Our investor wants her $800,000 retirement account to grow to $1,917,247 by the time she is 65, which implies a compound annualized return of 6% during the remaining 15 years. Her horizon for the education account is shorter, only three years, and she wants that account to grow to $188,957, which implies a compound annualized return of 8%. Our investor’s horizon for the bequest account is long—25 years—but she has an ambitious aspiration; she wants her current account of $50,000 to grow to $850,003, which implies a compound annualized return of 12%.

The mean–variance efficient frontier faced by our investor is determined by the characteristics of available securities, namely, their expected returns, standard deviations, and correlations. She creates three mental account subportfolios associated with her three goals and will evaluate her progress toward her goals once a year, adjusting her goals and mental account subportfolios as necessary. Each mental account subportfolio is optimized by the mean–variance procedure. The optimal mean–variance subportfolio for the retirement goal is the one that corresponds to an expected return of 6%. The 6% expected return also determines the risk of this subportfolio. Mental account subportfolios are created similarly for the education goal, with its expected return of 8%, and the bequest goal, with its expected return of 12%. Exhibit 3 provides a summary of the mental account subportfolios and their related return and risk characteristics.

To keep our example simple, assume there are only three assets: a bond mutual fund or ETF with an expected return of 2% a year and a standard deviation of 5%, a conservative stock mutual fund or ETF with an expected return of 8% a year and a standard deviation of 20%, and an aggressive stock mutual fund or ETF with an expected return of 15% a year and a standard deviation of 40%. The returns of the bond fund are uncorrelated with the returns of the two stock funds. The returns of the two stock funds have a 25% correlation.
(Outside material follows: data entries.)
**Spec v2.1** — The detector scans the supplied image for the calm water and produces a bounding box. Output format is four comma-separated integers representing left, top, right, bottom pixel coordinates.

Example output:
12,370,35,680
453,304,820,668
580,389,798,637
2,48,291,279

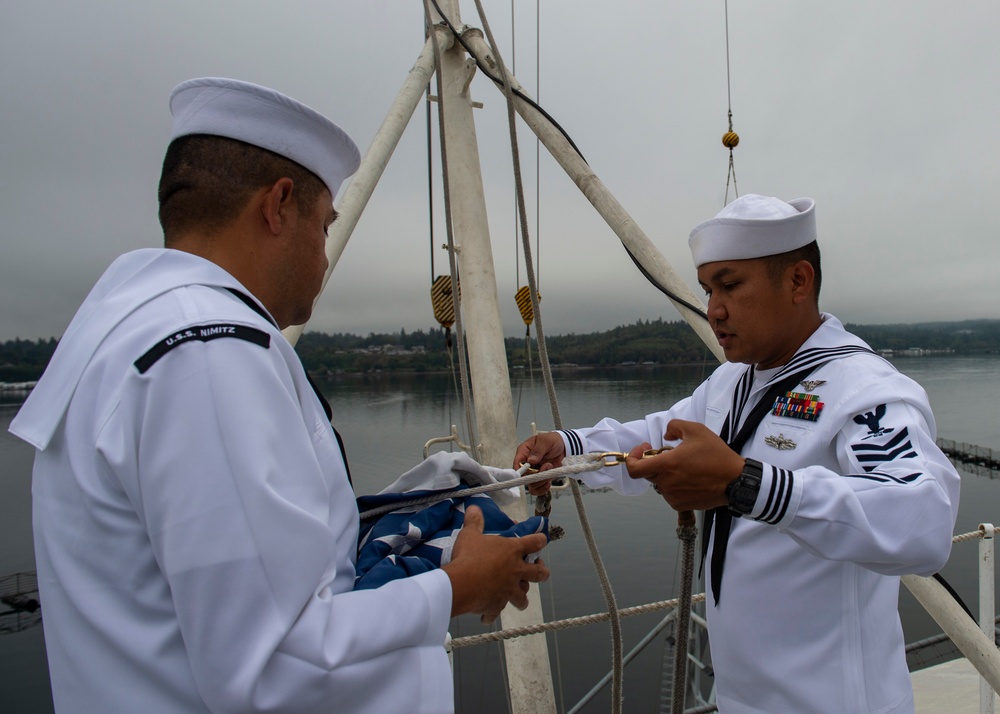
0,357,1000,714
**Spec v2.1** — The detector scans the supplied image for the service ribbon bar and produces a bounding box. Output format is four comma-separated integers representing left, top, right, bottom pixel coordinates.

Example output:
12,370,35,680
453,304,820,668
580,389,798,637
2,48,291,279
771,392,823,421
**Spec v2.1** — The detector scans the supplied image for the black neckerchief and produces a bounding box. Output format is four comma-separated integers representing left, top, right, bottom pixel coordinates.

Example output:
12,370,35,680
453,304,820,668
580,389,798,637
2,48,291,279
226,288,354,489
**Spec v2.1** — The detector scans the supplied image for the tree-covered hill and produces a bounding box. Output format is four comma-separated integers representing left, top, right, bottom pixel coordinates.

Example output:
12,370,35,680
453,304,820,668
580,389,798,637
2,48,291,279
0,320,1000,382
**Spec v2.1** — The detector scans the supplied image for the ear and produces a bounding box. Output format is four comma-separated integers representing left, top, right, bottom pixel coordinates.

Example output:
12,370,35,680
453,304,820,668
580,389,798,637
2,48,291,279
260,177,295,235
789,260,816,304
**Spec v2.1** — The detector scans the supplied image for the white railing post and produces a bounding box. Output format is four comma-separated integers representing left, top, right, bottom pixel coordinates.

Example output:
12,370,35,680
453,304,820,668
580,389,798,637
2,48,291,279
979,523,996,714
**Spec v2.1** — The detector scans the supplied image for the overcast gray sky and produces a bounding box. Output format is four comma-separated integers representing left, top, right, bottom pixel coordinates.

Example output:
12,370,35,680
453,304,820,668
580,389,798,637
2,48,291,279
0,0,1000,340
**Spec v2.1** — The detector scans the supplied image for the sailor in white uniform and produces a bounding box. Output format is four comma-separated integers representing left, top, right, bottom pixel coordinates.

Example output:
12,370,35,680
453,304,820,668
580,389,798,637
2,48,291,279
11,78,547,714
515,195,959,714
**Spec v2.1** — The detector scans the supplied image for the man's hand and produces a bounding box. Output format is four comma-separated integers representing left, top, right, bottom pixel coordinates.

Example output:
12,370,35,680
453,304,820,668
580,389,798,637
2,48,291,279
442,506,549,624
625,419,744,511
514,431,566,496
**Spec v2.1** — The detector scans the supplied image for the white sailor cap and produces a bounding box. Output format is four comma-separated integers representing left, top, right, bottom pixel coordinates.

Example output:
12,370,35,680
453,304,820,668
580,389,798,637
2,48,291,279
170,77,361,196
688,193,816,268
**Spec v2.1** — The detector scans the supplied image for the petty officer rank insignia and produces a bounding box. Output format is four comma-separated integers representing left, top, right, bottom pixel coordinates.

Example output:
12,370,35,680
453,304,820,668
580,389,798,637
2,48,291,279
771,392,823,421
134,323,271,374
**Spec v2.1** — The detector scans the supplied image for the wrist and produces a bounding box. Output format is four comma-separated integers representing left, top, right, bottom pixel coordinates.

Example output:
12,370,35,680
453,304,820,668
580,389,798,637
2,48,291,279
726,459,764,516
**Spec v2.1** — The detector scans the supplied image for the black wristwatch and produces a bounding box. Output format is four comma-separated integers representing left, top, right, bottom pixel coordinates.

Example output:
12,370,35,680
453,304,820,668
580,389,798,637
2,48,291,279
726,459,764,516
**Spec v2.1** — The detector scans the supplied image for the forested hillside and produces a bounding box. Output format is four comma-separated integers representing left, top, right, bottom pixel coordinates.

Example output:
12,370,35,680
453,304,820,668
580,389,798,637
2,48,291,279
0,320,1000,382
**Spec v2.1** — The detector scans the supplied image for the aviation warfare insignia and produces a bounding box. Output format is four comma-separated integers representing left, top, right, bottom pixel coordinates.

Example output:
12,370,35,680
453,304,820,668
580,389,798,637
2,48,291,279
771,392,823,421
764,434,798,451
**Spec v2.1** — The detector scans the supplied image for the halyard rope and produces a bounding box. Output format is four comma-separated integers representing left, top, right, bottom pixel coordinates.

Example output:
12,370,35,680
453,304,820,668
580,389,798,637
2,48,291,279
468,0,624,714
361,454,604,521
449,524,985,649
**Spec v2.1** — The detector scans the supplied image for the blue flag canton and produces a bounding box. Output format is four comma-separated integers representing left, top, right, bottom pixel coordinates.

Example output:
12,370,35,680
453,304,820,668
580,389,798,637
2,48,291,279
354,485,549,590
771,392,823,421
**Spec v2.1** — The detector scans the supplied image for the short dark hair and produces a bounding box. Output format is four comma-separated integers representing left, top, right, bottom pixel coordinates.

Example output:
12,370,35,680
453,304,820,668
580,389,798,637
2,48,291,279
766,241,823,304
158,134,325,245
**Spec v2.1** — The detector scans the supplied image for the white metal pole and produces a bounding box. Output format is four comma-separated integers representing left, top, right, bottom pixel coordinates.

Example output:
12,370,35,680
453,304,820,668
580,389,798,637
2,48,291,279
463,32,726,362
979,523,996,714
282,32,444,345
428,0,556,714
901,575,1000,691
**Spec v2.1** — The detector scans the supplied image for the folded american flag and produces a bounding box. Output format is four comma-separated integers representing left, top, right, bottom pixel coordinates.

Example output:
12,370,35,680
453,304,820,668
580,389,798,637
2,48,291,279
354,455,549,590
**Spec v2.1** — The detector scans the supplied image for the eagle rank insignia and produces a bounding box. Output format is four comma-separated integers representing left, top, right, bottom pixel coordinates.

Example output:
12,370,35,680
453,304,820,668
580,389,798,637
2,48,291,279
764,434,798,451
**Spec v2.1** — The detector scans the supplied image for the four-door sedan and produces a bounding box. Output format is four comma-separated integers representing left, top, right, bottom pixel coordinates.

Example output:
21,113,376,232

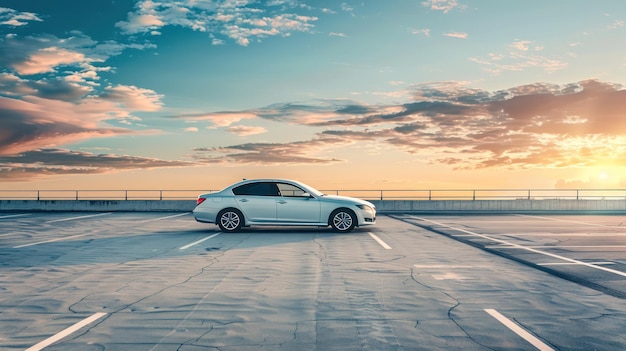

Our investor calculates three mean–variance efficient subportfolios corresponding to the three goals. They are displayed in Exhibit 4 along with the overall portfolio. The standard deviation of the returns of the retirement subportfolio is the lowest at 10.45%, followed by the 15.23% of the education subportfolio and the 25.28% of the bequest subportfolio. The 6.60% expected return of the overall portfolio is a weighted average of the returns of the three mental account subportfolios, but the 11.85% standard deviation of the overall portfolio is different from the weighted average of the standard deviations of the three mental account subportfolios.

Asking our investor to state her preferences for expected return and standard deviations for each goal is better than asking her to state her preferences for the expected return and standard deviation of the overall portfolio. The latter requires that she aggregate the three goals in her mind, which is difficult. It is easier to match low risk tolerance with the retirement subportfolio, medium risk tolerance with the education subportfolio, and high risk tolerance with the bequest subportfolio than to match a weighted-average risk attitude toward the three goals.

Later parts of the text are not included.